Developer integration
The synergy between Opus 4.7 and Claude Code is a central part of this launch. Claude Code is a product surface designed specifically for terminal-based coding tasks. A new slash command called /ultrareview has been introduced, which initiates a dedicated review session to flag bugs and design issues in code changes.
For Max users, an auto mode is now available in research preview, allowing the model to make autonomous decisions with fewer interruptions. This is particularly useful for long-running tasks where the user has provided a clear intent and constraints up front.

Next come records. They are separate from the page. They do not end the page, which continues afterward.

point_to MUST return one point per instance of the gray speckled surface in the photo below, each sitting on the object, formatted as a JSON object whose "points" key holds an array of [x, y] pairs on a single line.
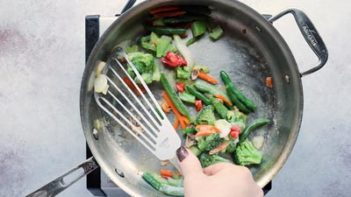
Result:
{"points": [[41, 64]]}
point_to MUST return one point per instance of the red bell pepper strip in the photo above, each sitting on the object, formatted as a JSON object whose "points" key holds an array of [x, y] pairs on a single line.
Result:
{"points": [[180, 87]]}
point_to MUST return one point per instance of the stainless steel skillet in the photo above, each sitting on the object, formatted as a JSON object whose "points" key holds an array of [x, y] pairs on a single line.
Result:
{"points": [[251, 50]]}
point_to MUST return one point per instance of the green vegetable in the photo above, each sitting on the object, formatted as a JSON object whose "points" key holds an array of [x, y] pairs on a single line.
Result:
{"points": [[198, 28], [181, 19], [166, 30], [207, 160], [158, 22], [154, 180], [173, 187], [255, 125], [173, 96], [132, 49], [231, 147], [144, 63], [186, 97], [189, 130], [219, 108], [210, 142], [201, 68], [183, 72], [237, 118], [195, 150], [216, 33], [162, 46], [231, 87], [209, 88], [146, 44], [246, 154], [156, 74], [197, 94], [206, 116]]}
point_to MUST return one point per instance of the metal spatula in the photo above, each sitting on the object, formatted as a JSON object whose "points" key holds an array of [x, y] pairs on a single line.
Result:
{"points": [[136, 112]]}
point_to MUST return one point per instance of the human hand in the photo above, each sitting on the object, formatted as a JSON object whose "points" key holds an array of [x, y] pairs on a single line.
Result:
{"points": [[220, 180]]}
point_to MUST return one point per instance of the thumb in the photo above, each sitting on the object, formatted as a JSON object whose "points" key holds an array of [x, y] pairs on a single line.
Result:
{"points": [[189, 163]]}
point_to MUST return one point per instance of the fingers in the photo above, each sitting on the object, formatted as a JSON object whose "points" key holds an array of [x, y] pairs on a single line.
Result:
{"points": [[188, 162], [214, 169]]}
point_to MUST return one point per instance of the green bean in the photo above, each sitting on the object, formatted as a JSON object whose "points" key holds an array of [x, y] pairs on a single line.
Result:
{"points": [[174, 97], [198, 94], [229, 84], [255, 125]]}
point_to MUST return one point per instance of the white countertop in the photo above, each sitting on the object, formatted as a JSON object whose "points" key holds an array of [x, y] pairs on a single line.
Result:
{"points": [[42, 53]]}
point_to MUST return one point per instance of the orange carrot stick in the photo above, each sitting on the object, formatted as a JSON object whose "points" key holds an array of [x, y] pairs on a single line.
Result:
{"points": [[207, 77], [226, 101], [176, 123]]}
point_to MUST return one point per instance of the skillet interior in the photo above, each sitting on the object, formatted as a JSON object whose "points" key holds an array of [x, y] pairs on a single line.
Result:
{"points": [[248, 57]]}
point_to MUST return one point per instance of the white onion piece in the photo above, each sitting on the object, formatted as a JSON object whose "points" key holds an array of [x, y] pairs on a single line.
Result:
{"points": [[223, 126], [100, 84], [99, 67], [184, 50], [258, 141]]}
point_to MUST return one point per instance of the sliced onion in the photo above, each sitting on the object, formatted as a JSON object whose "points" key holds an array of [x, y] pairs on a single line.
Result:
{"points": [[184, 50], [100, 84], [223, 126]]}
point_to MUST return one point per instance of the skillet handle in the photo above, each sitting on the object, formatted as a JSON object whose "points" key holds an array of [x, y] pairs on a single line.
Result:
{"points": [[311, 36], [61, 183]]}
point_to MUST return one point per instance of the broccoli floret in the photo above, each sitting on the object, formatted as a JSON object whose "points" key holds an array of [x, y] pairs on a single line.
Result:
{"points": [[145, 64], [246, 154], [207, 160], [238, 118], [210, 142], [206, 116]]}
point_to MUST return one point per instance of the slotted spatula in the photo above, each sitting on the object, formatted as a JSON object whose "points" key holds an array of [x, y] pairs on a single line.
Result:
{"points": [[136, 112]]}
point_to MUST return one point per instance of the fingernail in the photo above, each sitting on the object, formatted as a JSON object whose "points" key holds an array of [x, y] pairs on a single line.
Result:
{"points": [[182, 153]]}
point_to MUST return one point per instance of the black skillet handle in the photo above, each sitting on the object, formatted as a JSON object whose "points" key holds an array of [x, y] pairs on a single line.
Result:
{"points": [[311, 36]]}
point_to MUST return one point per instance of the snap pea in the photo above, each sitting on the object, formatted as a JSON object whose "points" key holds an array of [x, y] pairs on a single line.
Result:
{"points": [[173, 96], [220, 108], [203, 86], [198, 94], [166, 30], [255, 125], [230, 85]]}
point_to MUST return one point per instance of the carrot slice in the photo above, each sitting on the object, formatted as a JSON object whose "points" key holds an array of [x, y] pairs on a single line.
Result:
{"points": [[166, 173], [219, 148], [164, 9], [205, 130], [132, 86], [207, 77], [226, 101], [183, 121], [176, 123]]}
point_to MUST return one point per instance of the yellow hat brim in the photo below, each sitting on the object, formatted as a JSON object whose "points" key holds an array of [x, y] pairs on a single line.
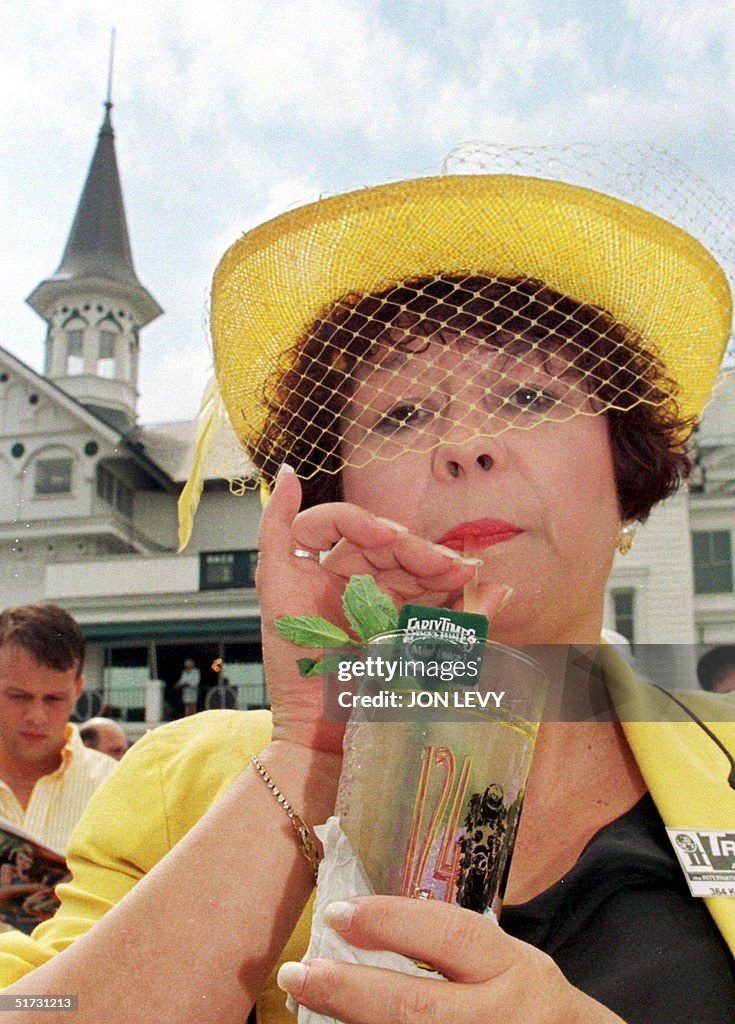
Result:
{"points": [[280, 276]]}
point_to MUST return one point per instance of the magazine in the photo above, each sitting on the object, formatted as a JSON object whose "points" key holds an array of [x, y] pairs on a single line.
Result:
{"points": [[29, 872]]}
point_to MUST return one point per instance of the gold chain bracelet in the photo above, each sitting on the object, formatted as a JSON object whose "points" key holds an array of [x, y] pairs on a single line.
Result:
{"points": [[306, 837]]}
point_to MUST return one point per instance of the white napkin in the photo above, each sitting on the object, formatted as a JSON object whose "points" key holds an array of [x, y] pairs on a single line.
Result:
{"points": [[342, 877]]}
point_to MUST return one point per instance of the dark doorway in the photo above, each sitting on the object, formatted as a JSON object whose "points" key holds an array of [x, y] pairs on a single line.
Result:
{"points": [[170, 659]]}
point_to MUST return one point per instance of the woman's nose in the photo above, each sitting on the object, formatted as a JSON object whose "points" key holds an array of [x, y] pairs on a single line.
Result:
{"points": [[457, 459]]}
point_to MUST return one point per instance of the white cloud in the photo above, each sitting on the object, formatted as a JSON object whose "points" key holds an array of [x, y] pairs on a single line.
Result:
{"points": [[228, 113]]}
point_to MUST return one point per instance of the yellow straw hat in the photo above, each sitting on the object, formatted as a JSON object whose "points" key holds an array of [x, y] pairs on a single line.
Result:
{"points": [[278, 279]]}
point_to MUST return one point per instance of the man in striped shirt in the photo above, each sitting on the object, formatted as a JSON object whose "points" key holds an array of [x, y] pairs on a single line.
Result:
{"points": [[46, 773]]}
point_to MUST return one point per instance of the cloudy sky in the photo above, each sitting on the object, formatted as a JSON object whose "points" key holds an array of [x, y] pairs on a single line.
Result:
{"points": [[228, 113]]}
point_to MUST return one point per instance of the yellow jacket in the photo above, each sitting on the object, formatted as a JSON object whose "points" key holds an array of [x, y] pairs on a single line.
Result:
{"points": [[167, 781]]}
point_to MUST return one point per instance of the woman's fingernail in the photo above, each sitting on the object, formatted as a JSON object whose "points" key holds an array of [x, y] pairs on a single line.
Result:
{"points": [[291, 977], [397, 526], [446, 552], [285, 470], [506, 598], [339, 915]]}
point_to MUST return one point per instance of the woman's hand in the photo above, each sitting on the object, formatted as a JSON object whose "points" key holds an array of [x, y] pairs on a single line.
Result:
{"points": [[405, 566], [491, 976]]}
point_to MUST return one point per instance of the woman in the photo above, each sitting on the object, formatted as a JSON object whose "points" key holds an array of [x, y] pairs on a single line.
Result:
{"points": [[478, 379]]}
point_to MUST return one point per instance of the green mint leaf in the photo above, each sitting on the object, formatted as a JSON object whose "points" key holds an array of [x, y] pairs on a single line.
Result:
{"points": [[308, 667], [311, 631], [368, 609]]}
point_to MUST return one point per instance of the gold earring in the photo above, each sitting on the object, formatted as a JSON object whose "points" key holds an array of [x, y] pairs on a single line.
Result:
{"points": [[625, 535]]}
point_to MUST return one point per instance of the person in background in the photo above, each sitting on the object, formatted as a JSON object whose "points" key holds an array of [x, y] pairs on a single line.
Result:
{"points": [[188, 684], [105, 735], [716, 670], [46, 773]]}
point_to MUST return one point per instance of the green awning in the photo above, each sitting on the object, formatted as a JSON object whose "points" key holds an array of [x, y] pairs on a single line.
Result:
{"points": [[234, 630]]}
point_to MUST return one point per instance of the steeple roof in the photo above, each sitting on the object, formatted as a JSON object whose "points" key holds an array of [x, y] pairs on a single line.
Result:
{"points": [[97, 250]]}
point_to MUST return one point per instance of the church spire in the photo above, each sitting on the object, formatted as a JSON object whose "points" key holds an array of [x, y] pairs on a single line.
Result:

The model's improved memory capabilities can also help it carry context across different sessions more reliably. It can remember important notes in file-system-based memory, reducing the need for the user to provide extensive background information every time they start a new task.
In terms of vision, Opus 4.7 features a substantial improvement in resolution support. It can now process images up to 2,576 pixels on the long edge, which is more than three times the fidelity of prior models. This higher resolution is critical for agents that need to read dense screenshots or extract data from complex technical diagrams, such as chemical structures or life-science patent workflows.
Agentic safety
Safety remains a significant focus for Anthropic, particularly regarding cybersecurity. As part of an initiative called Project Glasswing, the company has highlighted both the risks and benefits of AI in security fields.
Opus 4.7 includes new safeguards designed to automatically detect and block requests for prohibited or high-risk cybersecurity uses. Anthropic has invited security professionals to join a Cyber Verification Program to use the model for vulnerability research and red-teaming.
External evaluations from the UK AI Security Institute showed that while Opus 4.7 is a strong model, it was unable to solve their full cyber range, which involves executing a series of linked exploits across a simulated corporate network.
The broader AI ecosystem is moving towards a future of parallel agents and long-horizon autonomy. Rather than working one-on-one with a chatbot, engineers are beginning to manage teams of AI agents that work for hours on complex problems.
Opus 4.7 is designed to fit this trend, showing higher role fidelity and better coordination in team-based workflows. However, the model also shows some persistent challenges. For instance, models can sometimes display yes-aversion, where they hesitate to perform a rare action even when explicitly instructed to do so.